Thursday we had some BUY signals on a number of tech stocks. Among them was Open Text (NASDAQ:OTEX). Looking at daily data, the stock has been surging, bouncing off its 200-day moving average and moving above its 50-day moving average. Bursting above a short-term down-trend earned the stock a place on the Trend Busters list.
Let's pull back a bit and take a longer-term perspective. The following is the weekly chart and a nice, steady up-trend appears to be solidly in place.
Open Text Corporation develops and sells Enterprise Content Management (ECM) solutions primarily in North America and Europe. Its products enable corporations to manage traditional forms of content, such as images, office documents, graphics, and drawings, as well as to manage electronic content, including Web pages, email, and video. They facilitate document management, collaboration, social media, Web content management, digital asset management, records management, email management, archiving, capture and delivery, business process management and content reporting.
Open Text has over 46,000 corporate customers servicing 50mm users in 114 countries.
Open Text is a $2.2B company. The PEG of less than one indicates the stock is not currently expensive. On the other hand, ratios like Price-to-Sales and Price-to-Book are not quite in the range expected for a value stock. But as a growth stock those ratios are not so important.
What is important is a measure of growth. Here, things are split. Quarterly revenue growth is strong at 15.8% year-over-year. Quarterly earnings growth, however, has been somewhat erratic and was hurt by bad results in the most recent quarter. The following tables show how revenue has been steady but earnings occasionally take a dip.
Earnings Per Share
After a bad quarter the trailing PE is a high 48 but the forward PE is a quite reasonable 12. In other words, growth expectations are strong.
The company just garnered a recommendation from Canaccord Adams. The target price was upped from $38 to $48. A Canaccord analyst says they "expect a sequential pick-up in demand" and that "more material improvements in spend are projected for the first calendar quarter of 2010 based on our checks with industry participants. We believe that consulting utilization rates have begun to quickly improve in recent weeks because enterprise accounts are aggressively planning new projects that were deferred over the past 12-18 months." In other words, growth is on the way.

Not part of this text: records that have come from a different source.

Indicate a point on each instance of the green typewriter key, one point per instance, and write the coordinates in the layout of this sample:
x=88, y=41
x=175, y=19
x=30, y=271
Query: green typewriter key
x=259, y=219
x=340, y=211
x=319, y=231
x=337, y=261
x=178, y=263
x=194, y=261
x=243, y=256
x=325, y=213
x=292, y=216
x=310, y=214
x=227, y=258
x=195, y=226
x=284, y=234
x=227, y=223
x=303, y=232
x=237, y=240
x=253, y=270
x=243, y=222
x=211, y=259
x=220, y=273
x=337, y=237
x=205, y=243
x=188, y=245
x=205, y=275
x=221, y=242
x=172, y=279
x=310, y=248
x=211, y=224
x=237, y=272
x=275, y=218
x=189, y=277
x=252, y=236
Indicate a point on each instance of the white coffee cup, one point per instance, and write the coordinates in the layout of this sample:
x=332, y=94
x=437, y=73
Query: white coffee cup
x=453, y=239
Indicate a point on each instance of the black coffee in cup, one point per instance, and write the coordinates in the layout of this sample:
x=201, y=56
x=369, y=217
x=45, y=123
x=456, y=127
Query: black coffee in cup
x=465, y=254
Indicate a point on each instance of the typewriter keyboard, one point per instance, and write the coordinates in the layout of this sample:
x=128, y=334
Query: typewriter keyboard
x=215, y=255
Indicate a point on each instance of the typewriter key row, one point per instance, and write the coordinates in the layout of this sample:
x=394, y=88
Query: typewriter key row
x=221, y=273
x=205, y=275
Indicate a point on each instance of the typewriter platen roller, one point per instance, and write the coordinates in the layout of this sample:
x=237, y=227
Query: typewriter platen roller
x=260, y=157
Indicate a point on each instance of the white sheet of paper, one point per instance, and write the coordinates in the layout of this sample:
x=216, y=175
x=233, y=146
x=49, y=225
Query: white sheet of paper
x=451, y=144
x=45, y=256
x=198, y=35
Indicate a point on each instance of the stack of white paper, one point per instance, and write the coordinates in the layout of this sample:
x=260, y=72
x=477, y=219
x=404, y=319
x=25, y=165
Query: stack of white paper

Furthermore, Canaccord has raised expectations that new product lines involved in the management of mobile and social media channels will begin to make more significant contribution to earnings now.
I've written before how the enterprise software sector is less volatile than many other tech sectors yet delivers solid growth. Open Text fits well into this concept, as the weekly chart above shows. The Canaccord analysis seems reasonable enough. My own feeling is that Open Text is well positioned for an era where more companies are generating more and more documents that need management and collaboration across time zones and continents is becoming more and more common. As a leading company in document and content management, Open Text should be able to surf a rising tide in a growing niche.